The German energy market is in a state of flux. Plans for its future development are manifold and the topic is complex. In an interview with en:former, energy market expert Julius Ecke talks all things power import and export, power plant closures, the consequences thereof as well as the future of the German power market and the part new technologies and market models will play moving forward.
en:former: We’re constantly being told that Germany could easily shut down additional coal power plants. Would you agree?
Closing power plants at short notice would quickly lead to a scenario in which Germany would no longer be able to cover its own peak load without foreign support. This would, of course, be a risky move as it would make us dependant on other European countries.
Transporting power across national boarders is becoming increasingly common. In theory, this increases security of supply as there are more available sources. According to the Federal Association of the German Energy and Water Industries, overcapacity of guaranteed supply is set to decrease Europe-wide. Does this, in turn, not jeopardise security of supply?
Imports and exports are fundamentally a good idea for the energy market as they lead to optimised power plant operation and improved electricity trading. However, they can pose a threat to security of supply if we become too reliant on the availability of foreign power plant capacities even during times of peak demand.
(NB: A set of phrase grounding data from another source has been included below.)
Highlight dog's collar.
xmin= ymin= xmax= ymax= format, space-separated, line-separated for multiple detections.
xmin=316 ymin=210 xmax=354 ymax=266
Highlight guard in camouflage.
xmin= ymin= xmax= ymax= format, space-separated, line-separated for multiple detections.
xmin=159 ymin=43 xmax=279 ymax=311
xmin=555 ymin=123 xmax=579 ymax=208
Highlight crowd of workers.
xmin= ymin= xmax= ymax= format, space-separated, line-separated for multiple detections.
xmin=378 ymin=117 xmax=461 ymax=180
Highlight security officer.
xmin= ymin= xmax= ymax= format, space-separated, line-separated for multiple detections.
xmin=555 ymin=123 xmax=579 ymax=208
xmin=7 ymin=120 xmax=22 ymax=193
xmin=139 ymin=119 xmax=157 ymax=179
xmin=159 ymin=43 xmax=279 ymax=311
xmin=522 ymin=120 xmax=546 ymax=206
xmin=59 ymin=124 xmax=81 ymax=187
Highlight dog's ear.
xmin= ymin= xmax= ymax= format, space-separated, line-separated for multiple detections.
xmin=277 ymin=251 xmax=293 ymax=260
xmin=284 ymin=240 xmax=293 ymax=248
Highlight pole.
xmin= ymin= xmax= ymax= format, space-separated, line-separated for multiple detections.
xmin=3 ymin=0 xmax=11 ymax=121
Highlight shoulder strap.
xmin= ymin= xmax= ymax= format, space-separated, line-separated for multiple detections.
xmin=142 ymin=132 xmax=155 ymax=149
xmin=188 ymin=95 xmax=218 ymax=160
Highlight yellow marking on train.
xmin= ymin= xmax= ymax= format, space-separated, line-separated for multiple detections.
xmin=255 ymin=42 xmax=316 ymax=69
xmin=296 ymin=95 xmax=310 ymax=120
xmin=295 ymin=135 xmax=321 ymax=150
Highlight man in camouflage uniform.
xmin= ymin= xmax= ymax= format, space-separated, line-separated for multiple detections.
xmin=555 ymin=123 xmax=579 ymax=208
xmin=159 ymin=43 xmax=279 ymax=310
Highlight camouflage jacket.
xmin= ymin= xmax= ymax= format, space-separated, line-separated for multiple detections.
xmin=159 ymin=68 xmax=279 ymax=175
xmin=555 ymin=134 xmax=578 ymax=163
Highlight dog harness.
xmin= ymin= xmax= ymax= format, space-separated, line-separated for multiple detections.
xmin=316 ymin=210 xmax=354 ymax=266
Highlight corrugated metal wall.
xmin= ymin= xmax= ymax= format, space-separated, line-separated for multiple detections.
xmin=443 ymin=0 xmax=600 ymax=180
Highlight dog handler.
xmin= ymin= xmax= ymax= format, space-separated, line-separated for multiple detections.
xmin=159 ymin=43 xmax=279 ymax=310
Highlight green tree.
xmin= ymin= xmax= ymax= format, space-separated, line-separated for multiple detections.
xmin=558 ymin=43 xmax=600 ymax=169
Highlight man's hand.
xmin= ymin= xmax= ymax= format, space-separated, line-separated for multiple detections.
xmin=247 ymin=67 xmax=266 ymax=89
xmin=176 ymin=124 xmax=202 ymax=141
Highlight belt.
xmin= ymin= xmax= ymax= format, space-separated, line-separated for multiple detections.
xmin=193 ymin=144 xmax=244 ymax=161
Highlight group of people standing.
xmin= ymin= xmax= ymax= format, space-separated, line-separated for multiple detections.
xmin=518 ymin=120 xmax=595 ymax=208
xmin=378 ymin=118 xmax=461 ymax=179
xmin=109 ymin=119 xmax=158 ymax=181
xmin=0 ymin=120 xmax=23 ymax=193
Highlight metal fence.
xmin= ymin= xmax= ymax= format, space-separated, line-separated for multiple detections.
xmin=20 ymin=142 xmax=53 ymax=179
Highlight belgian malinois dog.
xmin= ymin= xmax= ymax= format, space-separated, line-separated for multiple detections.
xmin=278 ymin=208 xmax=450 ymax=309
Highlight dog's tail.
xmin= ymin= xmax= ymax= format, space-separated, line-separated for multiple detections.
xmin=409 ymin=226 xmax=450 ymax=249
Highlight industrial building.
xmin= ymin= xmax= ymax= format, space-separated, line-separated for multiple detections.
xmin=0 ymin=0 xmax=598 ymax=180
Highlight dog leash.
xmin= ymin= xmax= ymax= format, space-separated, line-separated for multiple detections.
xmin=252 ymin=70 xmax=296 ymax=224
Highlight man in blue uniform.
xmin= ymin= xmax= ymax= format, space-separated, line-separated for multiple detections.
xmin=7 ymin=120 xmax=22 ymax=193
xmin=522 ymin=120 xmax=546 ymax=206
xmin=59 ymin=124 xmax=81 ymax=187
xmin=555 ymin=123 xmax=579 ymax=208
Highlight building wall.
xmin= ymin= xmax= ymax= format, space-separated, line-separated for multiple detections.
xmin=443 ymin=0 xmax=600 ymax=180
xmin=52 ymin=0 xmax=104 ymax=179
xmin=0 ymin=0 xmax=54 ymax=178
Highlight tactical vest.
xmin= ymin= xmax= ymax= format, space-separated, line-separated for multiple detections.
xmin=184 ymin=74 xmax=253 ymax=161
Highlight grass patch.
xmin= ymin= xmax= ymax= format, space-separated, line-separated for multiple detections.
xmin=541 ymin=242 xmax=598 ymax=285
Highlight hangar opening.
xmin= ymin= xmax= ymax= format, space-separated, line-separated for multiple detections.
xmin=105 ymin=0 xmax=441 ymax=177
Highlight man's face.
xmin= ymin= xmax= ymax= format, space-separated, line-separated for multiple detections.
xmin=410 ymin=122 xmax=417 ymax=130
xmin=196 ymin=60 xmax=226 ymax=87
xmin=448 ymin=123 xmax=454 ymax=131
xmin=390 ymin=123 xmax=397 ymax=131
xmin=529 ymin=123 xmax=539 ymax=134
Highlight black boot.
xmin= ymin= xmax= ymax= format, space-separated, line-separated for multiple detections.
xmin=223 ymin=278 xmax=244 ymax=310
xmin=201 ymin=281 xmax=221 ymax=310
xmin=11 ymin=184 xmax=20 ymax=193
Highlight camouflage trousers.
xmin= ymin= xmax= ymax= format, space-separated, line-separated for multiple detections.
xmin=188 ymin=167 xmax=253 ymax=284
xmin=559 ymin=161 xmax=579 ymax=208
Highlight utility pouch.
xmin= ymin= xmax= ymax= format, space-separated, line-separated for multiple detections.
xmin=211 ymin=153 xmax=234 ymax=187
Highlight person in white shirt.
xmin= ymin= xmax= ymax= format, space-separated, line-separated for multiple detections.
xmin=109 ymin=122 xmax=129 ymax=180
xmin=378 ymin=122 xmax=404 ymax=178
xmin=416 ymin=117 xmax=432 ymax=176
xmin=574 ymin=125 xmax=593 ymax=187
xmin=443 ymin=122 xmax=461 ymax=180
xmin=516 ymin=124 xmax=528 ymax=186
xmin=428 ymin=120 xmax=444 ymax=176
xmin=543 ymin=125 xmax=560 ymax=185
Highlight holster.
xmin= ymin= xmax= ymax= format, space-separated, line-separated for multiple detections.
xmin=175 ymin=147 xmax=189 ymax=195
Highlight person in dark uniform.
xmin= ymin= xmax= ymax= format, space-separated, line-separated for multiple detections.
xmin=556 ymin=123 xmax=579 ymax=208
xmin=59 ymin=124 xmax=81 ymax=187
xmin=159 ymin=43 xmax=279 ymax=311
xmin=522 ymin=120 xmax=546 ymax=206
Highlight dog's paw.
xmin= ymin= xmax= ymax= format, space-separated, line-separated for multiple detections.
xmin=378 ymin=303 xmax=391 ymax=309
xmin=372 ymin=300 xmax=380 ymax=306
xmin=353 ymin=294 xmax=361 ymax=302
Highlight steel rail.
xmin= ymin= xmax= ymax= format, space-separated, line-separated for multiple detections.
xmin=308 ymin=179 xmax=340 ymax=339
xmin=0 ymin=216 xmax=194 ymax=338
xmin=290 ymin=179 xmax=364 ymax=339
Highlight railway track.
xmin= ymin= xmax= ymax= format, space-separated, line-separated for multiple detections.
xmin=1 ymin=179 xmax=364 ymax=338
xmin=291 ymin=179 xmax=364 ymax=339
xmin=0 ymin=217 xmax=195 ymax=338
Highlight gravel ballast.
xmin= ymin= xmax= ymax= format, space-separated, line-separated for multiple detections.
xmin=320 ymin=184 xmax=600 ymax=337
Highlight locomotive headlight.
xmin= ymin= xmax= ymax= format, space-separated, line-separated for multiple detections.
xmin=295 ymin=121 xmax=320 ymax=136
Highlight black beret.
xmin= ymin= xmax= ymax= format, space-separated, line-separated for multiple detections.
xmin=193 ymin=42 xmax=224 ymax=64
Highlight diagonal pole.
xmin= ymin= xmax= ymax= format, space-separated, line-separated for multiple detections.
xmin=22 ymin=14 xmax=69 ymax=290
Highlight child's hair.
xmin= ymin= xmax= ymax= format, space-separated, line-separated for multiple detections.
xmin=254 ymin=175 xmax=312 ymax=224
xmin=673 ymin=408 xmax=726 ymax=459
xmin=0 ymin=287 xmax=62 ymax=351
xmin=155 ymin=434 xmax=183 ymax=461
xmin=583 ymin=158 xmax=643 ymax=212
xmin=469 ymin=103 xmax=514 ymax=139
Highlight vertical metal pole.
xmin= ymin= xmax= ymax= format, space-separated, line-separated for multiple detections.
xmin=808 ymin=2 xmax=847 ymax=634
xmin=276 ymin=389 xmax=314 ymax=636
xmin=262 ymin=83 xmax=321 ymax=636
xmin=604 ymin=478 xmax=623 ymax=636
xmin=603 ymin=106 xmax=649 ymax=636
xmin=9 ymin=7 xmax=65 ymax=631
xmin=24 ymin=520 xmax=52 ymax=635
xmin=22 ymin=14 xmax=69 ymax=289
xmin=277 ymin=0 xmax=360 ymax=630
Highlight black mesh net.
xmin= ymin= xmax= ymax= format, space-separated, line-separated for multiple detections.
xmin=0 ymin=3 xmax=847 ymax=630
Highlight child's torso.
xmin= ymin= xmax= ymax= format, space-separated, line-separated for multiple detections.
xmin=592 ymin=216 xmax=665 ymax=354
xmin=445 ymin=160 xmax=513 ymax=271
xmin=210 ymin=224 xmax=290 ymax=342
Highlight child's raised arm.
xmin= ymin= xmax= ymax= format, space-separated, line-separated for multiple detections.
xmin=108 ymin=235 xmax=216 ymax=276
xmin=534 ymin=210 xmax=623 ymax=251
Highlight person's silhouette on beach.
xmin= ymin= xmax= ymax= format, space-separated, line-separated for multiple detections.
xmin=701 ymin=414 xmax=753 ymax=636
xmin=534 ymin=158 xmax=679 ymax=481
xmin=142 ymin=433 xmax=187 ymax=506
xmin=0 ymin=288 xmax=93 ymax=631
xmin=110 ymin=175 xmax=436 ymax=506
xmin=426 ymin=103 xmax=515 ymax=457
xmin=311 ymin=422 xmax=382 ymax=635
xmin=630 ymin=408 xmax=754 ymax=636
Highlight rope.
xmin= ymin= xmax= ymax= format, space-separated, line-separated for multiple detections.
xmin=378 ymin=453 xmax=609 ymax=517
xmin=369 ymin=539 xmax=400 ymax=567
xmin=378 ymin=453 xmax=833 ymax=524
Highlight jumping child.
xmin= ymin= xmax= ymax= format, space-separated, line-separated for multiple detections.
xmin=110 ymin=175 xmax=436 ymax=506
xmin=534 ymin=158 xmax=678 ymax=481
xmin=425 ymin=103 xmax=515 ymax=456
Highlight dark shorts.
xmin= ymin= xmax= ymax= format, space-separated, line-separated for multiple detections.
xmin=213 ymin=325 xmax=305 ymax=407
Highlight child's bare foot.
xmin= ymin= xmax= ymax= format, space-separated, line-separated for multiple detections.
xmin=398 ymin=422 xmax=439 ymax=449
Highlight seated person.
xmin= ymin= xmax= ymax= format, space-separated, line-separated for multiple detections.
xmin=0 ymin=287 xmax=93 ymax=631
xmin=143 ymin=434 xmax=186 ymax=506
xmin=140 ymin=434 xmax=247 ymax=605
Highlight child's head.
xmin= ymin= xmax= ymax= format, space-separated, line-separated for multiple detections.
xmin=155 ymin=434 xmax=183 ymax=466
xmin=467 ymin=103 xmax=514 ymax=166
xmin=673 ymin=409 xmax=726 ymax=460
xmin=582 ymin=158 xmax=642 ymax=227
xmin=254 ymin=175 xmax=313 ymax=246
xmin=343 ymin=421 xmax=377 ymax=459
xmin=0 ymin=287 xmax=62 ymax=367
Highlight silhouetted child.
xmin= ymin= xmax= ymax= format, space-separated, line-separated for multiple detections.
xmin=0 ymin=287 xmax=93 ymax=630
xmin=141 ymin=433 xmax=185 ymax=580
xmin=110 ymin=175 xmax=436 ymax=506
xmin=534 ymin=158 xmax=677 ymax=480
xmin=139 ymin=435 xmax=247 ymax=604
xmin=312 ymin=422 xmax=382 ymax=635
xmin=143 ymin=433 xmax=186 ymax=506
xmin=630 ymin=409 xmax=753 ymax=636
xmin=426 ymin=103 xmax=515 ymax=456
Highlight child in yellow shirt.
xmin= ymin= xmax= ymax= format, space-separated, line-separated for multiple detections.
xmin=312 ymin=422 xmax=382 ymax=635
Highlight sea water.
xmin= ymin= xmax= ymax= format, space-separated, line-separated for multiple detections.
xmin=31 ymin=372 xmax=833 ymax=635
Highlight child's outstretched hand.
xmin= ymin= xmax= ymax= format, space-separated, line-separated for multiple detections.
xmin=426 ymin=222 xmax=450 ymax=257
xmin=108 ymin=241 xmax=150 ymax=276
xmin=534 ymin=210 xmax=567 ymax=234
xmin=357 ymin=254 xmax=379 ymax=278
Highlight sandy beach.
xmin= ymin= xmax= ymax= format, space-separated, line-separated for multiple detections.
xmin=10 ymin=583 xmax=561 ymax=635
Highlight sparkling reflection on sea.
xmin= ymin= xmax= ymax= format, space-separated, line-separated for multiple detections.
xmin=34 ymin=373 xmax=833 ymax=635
As such, we should avoid becoming too dependant on foreign power plants which can be subject to technical uncertainties as well as political influences. Indeed, previously available overcapacity from other European countries is dwindling, not least due to a decrease in nuclear power and coal power plants in various neighbouring countries.
What effects would an expedited phase-out of coal-generated power have on the price of electricity?
We would most likely expect to see the price of electricity increase by around five euros per megawatt hour for the end consumer and more so for German industry. However, increased power consumption during a particularly cold winter or due to market fluctuations can cause this figure to rise significantly.
What impact would this have on the climate?
The energy, which would have been generated by decommissioned power plants, would then be provided by German gas-fired and European power plants. This would result in a decrease in emissions, however the interplay of European emissions trading could offset this in the long run.
Great Britain operates a capacity market where power plant operators are paid to keep plants on stand-by in case they are needed. Could this model be an option for Germany? In which case, would this require additional power plants to be built?
Due to the nuclear phase-out and the decrease in coal power plant capacities, we expect to see a call for new power plants from the mid 2020s onwards. As such, we expect the debate centred around ways in which to finance new power plants in Germany to be reopened. It is not yet possible to say which mechanisms will assert themselves. Capacity markets, similar to those used in Britain, would then be an option worth taking into account. An alternative, which is currently favoured by politicians, would be large-scale power plant reserves.
Which technologies will play a part in future?
Current long-term predictions, based on political targets, attribute a pivotal position to almost all technologies (gas power stations, CHP, battery storage, power-to-gas), with their respective strengths. However, their respective relevance increases in phases. As such, it is crucial to avoid overvaluing the importance of ‘new’ technologies to security of supply in the short to medium term, in particular.
Networks are expanding at a slower rate than the development of renewable energies. Virtual power plants are to improve both the generator network and the coordination of their production capacities. What solutions does this technology have to offer?
A number of different concepts are defined by the general term ‘virtual power plant’. Direct marketing has substantially improved the commercialisation of renewable energy in electricity and balancing power markets which has resulted in the successful use of ‘virtual power plants’. Furthermore, improved control of renewable energy within the network can prospectively facilitate improved cost efficiency and a decrease in output cut-offs. So far, however, promising options to avoid network expansion are few and far between.